Prevalence of coronary risk factors in non-insulin dependent (type 2) diabetics.J Assoc Physicians India. 1999 Nov; 47(11):1051-5.JA
A cross sectional study was conducted to find the prevalence of coronary risk factors in non-insulin dependent diabetic (NIDDM) patients and to compare and co-relate these risk factors in type II diabetics with and without electrocardiographic and/or symptomatic evidence of coronary heart disease (CHD).
One hundred sixty-seven consecutive NIDDM patients (77 males, and 90 females) attending the diabetic clinic at Dr. RML Hospital, New Delhi were studied. Only known NIDDM cases, already on treatment and without any history of ketosis or congestive heart failure were included. Coronary risk factors comprising of age, gender, duration and treatment for diabetes, smoking, physical activity, hypertension, truncal obesity, lipids, microalbuminuria (semiquantitative) and glycemic control have been particularly ascertained in all the cases. The data was analysed using 'Epi Info version 6.0'.

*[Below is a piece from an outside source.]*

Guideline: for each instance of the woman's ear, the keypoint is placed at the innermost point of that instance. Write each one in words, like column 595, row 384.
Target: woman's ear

The mean age of patients was 53.12 year and 8.86 year was the mean duration of diabetes. 28.6% of the diabetic men were found to be currently smoking and/or consuming alcohol, 82% were involved in sedentary physical activity and 20.4% had family history of CHD. Central obesity was observed in 46.7% of the cases; more so in females. 31.74% of cases were hypertensive; more females than males had hypertension (33.8% vs 30%). Poor glycemic control (HbA1c > = 9.5%) was seen in 16.8% of the cases. In about 52.5% of the total group hypertriglyceridemia was noted. Microalbuminuria could be found in 35.93%. CHD was diagnosed in 15.57% of cases in this study.
The present study revealed that high levels of serum cholesterol (p = 0.000004), LDL (p = 0.00003), HbA1c (p = 0.002), microalbuminuria (p = 0.000006) and hypertension (p = 0.00006) are significant associates of CHD in NIDDM (both the sexes). Among the female NIDDM cases, in addition BMI (p = 0.01), Waist-hip ratio (WHR) (p = 0.003) and low HDL level (p = 0.008) are important correlates of CHD. Multiple logistic regression analysis was used to allow for confounding between variables. Microalbuminuria alone entered the 'best' model for CHD prediction. Other risk factors, though significant, provided inadequate models for CHD prediction.